The CDE said a number of participants noted that efforts to reform the labour market had to be premised on recognition that the labour market did not exist in isolation. Many labour market challenges had roots in problems elsewhere in society.

“For one participant, it was important to recognise that the challenges facing the labour market were less about contractual relations between equal parties, and more differential power and access to resources, and about ‘whether the poor in society have any power to get access to the resources that the wealthy and powerful are monopolising’,” the think tank said.

The CDE said a second participant took a different view, suggesting that a key reason why labour market reform had proved so difficult around the world and across time, was that labour market institutions “are part of the DNA” of societies.

For example, the American and German labour markets had shaped (and been shaped) by the nature of those societies.

Changing labour market institutions was difficult precisely because they were so deeply embedded in the terms of a society’s social contract.

The round table discussion was held in November and included experts from business, labour, academia and the government. The CDE said a comprehensive report on these issues would be published in the coming months.

The CDE said the discussion also heard why reforming the South African labour market was so difficult: labour institutions were having to bear the weight of expectations not being met by other institutions.
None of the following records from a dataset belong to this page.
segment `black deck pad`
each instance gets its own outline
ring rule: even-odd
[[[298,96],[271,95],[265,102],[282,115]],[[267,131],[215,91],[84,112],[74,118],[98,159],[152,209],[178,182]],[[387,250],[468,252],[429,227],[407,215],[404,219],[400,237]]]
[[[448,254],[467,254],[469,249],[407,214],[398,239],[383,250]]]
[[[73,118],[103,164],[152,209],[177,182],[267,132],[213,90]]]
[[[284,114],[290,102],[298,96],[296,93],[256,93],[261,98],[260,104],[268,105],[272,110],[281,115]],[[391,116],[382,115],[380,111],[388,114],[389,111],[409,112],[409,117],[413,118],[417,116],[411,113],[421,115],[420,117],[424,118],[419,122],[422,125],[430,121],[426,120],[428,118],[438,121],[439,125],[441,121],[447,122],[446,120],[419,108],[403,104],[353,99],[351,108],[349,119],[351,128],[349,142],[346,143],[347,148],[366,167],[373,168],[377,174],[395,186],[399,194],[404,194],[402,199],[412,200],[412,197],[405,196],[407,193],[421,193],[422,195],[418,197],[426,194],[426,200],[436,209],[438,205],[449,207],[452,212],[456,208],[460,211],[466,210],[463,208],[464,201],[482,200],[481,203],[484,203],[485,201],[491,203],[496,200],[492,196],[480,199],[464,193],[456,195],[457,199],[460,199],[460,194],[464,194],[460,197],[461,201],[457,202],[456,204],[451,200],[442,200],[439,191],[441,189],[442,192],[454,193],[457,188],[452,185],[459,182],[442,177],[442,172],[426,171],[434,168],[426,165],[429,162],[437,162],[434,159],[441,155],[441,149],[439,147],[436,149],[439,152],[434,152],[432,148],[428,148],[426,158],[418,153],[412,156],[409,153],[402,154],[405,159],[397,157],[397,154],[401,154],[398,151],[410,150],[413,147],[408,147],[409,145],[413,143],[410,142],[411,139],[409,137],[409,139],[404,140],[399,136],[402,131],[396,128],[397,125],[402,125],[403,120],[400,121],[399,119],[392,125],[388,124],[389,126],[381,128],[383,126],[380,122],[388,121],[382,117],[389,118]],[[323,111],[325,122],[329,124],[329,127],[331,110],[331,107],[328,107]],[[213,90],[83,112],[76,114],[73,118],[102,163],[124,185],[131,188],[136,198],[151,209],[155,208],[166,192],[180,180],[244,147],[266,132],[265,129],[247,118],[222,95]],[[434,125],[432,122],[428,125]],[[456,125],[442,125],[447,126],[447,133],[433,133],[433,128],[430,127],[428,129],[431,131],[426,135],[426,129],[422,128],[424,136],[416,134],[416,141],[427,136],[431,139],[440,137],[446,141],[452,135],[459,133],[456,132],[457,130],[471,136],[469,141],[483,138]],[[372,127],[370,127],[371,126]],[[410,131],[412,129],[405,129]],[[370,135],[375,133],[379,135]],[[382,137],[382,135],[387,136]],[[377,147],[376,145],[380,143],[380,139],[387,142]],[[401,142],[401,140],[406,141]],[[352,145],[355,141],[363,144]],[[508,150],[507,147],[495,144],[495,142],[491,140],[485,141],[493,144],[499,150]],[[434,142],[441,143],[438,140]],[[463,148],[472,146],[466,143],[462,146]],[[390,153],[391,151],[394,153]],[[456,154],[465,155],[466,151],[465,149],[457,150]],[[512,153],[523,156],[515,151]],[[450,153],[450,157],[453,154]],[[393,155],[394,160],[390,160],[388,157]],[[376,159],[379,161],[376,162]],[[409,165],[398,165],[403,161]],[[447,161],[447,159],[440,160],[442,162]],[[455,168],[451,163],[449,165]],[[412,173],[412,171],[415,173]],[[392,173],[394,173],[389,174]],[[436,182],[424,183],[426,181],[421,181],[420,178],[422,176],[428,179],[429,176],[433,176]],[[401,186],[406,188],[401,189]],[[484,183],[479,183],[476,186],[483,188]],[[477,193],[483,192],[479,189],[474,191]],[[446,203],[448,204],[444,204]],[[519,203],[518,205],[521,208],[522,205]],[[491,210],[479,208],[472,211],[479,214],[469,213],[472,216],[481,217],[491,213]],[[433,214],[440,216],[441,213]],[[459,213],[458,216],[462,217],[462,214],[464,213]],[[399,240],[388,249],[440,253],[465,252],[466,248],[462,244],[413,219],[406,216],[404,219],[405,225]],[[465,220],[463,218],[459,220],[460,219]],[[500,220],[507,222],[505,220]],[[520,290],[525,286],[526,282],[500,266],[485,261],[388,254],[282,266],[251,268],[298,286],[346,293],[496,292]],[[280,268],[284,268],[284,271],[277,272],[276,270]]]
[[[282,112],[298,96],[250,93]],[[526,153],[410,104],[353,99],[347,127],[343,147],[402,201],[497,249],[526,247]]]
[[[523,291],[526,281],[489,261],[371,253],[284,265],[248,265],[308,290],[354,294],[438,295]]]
Thus, in Marikana and elsewhere, the failures of local government were clearly making labour relations and wage negotiations more complex and fraught. Reforming the labour market might, therefore, be facilitated by resolving crises in other institutions.

The think tank said another participant argued that companies could have done more to provide leadership on social issues in and around Marikana.

“You’d have to be pretty blind if you are a platinum chief executive not to see what was happening to that region of the country.”